Laptop chargers are fairly specific to the device they include.  However, there can be some generic chargers which boast the ability to be interchanged between notebooks.  This always requires changing of the charger”head” and might not be the optimal charging amperage or voltage for your device.

Micro USBs are theoretically designed to be interchangeable, and are standard in many smartphones, Android apparatus, and tablets.  Micro USB chargers typically have the exact same voltage, but may draw different amps.  I’ll explain this further later and how to know if the charger is safe to use (depending on its listed amps and voltage).

Apple Lightning Connectors are standard on all new Apple devices, such as iPads and iPods. For older devices using a 30-pin charge interface, a connector can be used to charge with the Lightning Connector.

The Plugs Must Be The Same

For a charger to be used on another device, it’s important that the plug  of the charger (the”head”) fit snugly to the charging port of the unit.  Micro USBs are the same across the board as far as charging heads, whilst notebook chargers are often specific to both make and model.  However, the plug fitting securely is only one part of this equation.

Somewhere on the power brick of the charger you will find a tag with the charger’s voltage (V) and amperage (A).  For laptop chargers, this charging brick is often halfway down the charger and typically looks exactly like it sounds — a brick. For other types of chargers, like a smartphone charger, this information is usually found at the base of the charger, in which it would meet the wall.  For the device you’re trying to control, the voltage and amperage required will be seen on the battery that came with the device or on the manufacturer’s website.

Voltage is how much power the charger will draw into the device, or how much is being”pushed” into the device by the charger.  A phone will usually pull up to approximately 5V, though a notebook can pull up to 25V.  A charger must equal the voltage required by the device. 

Amperage is how fast power is”pulled” into the apparatus, or how much electricity is used by the device.  The amount of volts will never change, but the quantity of amps that the device pulls may change based on how hard the device is working.  The number that you find on the battery that came with your device are the max amount of amps that can be pulled from the device.  The number found on the charger is how many amps can be pulled at once. If a unit is paired with a charger which can’t support the amp requirement, it can burn out the power source and kill the device.
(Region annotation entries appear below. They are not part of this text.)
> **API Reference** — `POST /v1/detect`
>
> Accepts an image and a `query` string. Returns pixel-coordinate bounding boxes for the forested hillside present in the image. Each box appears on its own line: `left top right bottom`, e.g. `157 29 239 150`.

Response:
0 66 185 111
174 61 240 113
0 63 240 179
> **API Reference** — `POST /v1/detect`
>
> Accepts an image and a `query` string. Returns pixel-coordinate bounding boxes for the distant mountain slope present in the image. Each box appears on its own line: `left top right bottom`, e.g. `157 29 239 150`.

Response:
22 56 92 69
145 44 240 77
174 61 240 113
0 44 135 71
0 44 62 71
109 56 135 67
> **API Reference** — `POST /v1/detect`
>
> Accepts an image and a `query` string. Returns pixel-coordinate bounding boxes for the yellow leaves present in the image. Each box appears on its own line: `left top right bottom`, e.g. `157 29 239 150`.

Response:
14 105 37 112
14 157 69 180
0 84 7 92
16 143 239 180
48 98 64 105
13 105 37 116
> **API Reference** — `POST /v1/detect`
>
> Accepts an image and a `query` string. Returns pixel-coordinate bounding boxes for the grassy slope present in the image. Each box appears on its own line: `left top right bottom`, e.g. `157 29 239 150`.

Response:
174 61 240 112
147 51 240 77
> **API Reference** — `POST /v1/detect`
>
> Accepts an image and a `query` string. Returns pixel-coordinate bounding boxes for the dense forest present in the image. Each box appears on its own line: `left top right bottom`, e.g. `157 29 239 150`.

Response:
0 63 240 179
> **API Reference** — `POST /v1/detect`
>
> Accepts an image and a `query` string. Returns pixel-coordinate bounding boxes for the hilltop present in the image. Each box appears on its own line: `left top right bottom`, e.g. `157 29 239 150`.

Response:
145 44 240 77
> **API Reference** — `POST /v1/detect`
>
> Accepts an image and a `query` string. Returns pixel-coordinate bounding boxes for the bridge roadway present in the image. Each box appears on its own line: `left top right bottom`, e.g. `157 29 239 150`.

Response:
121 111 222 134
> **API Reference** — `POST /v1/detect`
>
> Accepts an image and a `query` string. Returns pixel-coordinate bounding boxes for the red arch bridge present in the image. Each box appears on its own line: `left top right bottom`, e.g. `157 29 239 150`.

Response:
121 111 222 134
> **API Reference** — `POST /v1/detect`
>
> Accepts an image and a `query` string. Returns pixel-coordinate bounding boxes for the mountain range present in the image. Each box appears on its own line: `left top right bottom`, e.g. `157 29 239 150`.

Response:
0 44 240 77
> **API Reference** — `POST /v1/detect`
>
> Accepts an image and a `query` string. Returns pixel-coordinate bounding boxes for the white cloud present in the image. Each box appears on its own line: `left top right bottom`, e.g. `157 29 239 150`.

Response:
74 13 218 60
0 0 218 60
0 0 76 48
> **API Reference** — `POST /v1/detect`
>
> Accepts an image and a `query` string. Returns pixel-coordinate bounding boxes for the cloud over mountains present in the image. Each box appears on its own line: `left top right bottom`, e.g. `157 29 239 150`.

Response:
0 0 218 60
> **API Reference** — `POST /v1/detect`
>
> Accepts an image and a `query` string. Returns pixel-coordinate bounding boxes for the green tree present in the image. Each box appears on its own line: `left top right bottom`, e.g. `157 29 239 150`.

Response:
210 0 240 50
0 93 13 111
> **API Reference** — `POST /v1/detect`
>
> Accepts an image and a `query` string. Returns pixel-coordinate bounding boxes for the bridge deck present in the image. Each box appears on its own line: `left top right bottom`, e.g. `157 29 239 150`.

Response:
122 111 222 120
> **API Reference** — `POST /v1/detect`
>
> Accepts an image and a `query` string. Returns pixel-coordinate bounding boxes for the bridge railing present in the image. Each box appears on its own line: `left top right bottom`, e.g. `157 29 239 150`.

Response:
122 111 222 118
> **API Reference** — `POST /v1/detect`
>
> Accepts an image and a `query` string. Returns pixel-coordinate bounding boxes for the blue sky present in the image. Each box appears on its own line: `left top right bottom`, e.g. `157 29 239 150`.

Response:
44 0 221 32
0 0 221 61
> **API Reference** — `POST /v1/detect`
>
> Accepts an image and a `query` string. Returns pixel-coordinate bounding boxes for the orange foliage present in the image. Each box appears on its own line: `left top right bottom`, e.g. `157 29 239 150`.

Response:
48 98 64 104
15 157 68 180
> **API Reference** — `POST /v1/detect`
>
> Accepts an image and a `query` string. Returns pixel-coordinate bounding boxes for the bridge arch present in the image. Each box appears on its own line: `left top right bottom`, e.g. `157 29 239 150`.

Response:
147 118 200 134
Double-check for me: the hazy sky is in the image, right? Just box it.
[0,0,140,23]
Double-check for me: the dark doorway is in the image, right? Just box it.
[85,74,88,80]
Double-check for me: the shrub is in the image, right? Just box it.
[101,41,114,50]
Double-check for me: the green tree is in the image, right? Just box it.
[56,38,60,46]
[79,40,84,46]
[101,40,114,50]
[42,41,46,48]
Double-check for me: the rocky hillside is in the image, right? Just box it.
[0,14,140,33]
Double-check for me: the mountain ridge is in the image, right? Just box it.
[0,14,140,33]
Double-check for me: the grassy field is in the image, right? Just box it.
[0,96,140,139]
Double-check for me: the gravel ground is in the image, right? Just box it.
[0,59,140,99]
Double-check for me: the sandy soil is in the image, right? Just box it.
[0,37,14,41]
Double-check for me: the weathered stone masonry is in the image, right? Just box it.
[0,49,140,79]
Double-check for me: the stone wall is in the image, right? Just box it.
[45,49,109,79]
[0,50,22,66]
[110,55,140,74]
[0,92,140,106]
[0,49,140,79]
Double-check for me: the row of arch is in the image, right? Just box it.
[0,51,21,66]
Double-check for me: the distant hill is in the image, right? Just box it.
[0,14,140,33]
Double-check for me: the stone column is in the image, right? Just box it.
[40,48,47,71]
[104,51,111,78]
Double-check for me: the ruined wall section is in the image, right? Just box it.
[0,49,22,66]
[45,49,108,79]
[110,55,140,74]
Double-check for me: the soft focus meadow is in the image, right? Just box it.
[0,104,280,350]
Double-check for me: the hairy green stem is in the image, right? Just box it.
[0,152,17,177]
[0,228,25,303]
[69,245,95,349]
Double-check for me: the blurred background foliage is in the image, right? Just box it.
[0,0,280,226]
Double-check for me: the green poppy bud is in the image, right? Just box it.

So if you have a modern USB device (smart phone, tablet, or camera) you can plug into a high-amperage USB port and enjoy quicker charging (so long as the voltage is equal).  *Website Note: if you have an older device, it might not work with USB ports that use the new Battery Charging Specification.

If The Micro USB  Charger’s Voltage Isn’t 5v…

Some devices may have their voltage listed with a plus/minus on it like this: 5v +- 5%.  If this is true, you may use a charger rated at 4.75 to 5.25v because that rating is telling you is that the device can take 5v minus 5% of 5v = 4.75 volts  OR  5v and 5 percent of 5v = 5.25 volts. 

An interesting thing to note is chargers provide a higher voltage than the batteries they charge.  That’s pretty much how they operate.  There has to be a voltage differential to generate the necessary current flow in the proper direction to charge the battery.  When you look at your vehicle, it has a 12V battery, but average alternators provide 13.8 to 14.4V charging voltage to the battery.

Stay Away From Cheap Knockoff Chargers

The problem with knockoffs, especially cheap knockoffs, is that they frequently don’t support the power requirements of the apparatus, or are not built to keep a steady flow securely.  This can cause damage to the device but can also pose a safety/fire hazard. Overall, it’s better to stay with the charger made for the device you’re using.

Now You Know How To Safely & Effectively Swap Chargers

I hope this article was able to help you.  Now you know how to safely and efficiently use a charger that did not come with your smart phone, laptop, camera, tablet, or other device.  Be sure to follow exactly what we said and you should be ready to go!